Ocean’s Fourteen, Ocean’s Fifteen, Ocean’s Sixteen . . . as far as I am concerned they can keep making these movies until the end of time. I know it is a formula. I know it is campy. I know it is a continuation of a remake from the original rat pack. Still, I like ’em. These heist films are fantastic. The how-did-they-do-that and comedic bent make them better than the fare you normally see at the cineplex. Sure, my wife likes Pitt, Clooney, and Damon, but that is not main reason we like these movies. We have fun at them. Isn’t that what it is all about? You know, it looks like the actors had fun making this movie. I give it an “A.”

The Ex

I don’t know how I feel about this movie. It has a bunch of actors I like. Jason Bateman (Disconnect), Zach Braff (TV’s Scrubs), Charles Grodin (So I Married an Axe Murderer), Amanda Peet (Gulliver’s Travels), and Mia Farrow (The Great Gatsby). It has some laughs, I always like that. But, it also had some of those fleeting moments of uncomfortableness seen in What About Bob? (why won’t Billy Murray leave Richard Dreyfuss alone?), The Break Up (when it this gonna get funny?), and Swingers (did he really call ten times in a row?) that make my stomach hurt. I watched this with my wife, she kept saying she was going to be very unhappy if it did not have a happy ending. My point is this, when people make movies that are supposed to be funny, they need to be funny, when people want to make dramedies (dramas that have some funny moments), they should clearly label the DVD case or film poster as such. I give a “C+.”

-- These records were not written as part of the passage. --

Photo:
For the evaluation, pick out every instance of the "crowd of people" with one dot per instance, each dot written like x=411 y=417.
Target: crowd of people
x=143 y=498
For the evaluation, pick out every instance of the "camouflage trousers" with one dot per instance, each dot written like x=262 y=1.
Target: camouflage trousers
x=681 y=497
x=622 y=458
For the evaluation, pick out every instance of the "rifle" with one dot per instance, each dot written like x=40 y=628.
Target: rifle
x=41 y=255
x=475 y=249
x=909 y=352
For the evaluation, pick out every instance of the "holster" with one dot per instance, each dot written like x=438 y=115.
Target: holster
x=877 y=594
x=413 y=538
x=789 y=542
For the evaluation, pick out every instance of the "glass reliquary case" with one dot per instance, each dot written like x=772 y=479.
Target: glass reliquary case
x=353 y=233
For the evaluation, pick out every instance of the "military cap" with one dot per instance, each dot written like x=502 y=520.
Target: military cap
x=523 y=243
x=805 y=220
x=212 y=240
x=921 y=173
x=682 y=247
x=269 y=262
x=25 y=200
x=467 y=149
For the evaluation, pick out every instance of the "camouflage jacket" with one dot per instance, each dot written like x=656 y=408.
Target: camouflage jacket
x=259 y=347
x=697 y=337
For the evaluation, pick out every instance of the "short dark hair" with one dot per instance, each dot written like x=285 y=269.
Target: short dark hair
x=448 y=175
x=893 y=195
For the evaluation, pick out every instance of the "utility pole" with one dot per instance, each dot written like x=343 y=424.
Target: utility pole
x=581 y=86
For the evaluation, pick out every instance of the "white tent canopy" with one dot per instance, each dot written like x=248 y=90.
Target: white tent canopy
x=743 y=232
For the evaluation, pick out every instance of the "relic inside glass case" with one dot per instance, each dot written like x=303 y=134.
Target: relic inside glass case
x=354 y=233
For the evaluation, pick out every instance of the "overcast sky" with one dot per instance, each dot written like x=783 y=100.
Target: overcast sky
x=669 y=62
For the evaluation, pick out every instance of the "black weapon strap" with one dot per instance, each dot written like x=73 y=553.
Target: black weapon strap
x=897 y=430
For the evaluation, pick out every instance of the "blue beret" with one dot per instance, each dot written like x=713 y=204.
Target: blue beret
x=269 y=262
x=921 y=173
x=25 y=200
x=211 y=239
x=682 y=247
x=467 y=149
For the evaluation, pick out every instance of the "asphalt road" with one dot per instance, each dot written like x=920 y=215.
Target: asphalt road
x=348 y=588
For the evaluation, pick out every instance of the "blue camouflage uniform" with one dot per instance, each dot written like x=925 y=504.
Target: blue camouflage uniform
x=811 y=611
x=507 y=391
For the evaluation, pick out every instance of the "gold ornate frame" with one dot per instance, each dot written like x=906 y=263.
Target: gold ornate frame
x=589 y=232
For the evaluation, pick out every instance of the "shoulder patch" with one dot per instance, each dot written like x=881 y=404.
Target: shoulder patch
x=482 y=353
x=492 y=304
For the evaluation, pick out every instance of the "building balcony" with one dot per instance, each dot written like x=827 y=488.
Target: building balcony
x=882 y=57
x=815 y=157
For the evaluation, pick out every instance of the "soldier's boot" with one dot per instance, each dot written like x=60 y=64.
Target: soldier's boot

Chicken Little (movie); The Edge of Sadness (book)

Merry Christmas from The Movie Snob!

Movie review:

Chicken Little (C+). This holiday season has not gone according to plan at all. By now I should have seen and reviewed both the new Narnia movie and, of course, the new King Kong. But I walked out of Narnia last weekend and demanded a refund because the theater’s sound system was messed up. And to my greater surprise, my little sister, who was a great fan of Lord of the Rings, balked at seeing Kong while we’re home for Christmas. Too long, she says. So somehow we wound up seeing this little trifle (not even the Wallace & Gromit movie that got such critical acclaim, because she objected to that one too). Actually, this movie turned out to be kind of cute. In a town where all sorts of animals live harmoniously together, Chicken Little (voice of Zach Braff) is a nerdy little kid who becomes a laughing-stock when he sounds the alarm that the sky is falling. If you’ve never seen a movie before, you’ll be surprised to learn that the misfit is more or less right and all the normal people (including his disbelieving father) turn out to be wrong. Some nice homages to other sci-fi movies contribute making this a bearable movie-watching experience.

Book review:

The Edge of Sadness, by Edwin O’Connor. This is Loyola Press re-issue of a novel that won the Pulitzer Prize in 1961. It’s the story of about six months in the life of a Catholic priest, Father Hugh Kennedy. The 55-ish-year-old cleric has been assigned a dead-end post in a dying parish in or near Boston, but he accepts his assignment willingly, even gladly, as a quiet refuge after spending four years away in treatment for alcoholism. He is gradually drawn out of his seclusion by the Carmody family, including his two best childhood friends Helen and John, and their ruthless entrepreneur of a father, Charlie. Author O’Connor was not a priest, but his portrait of the life of the Catholic clergy in the last days of the old pre-Vatican II Catholic culture rings true. Well-written and very interesting.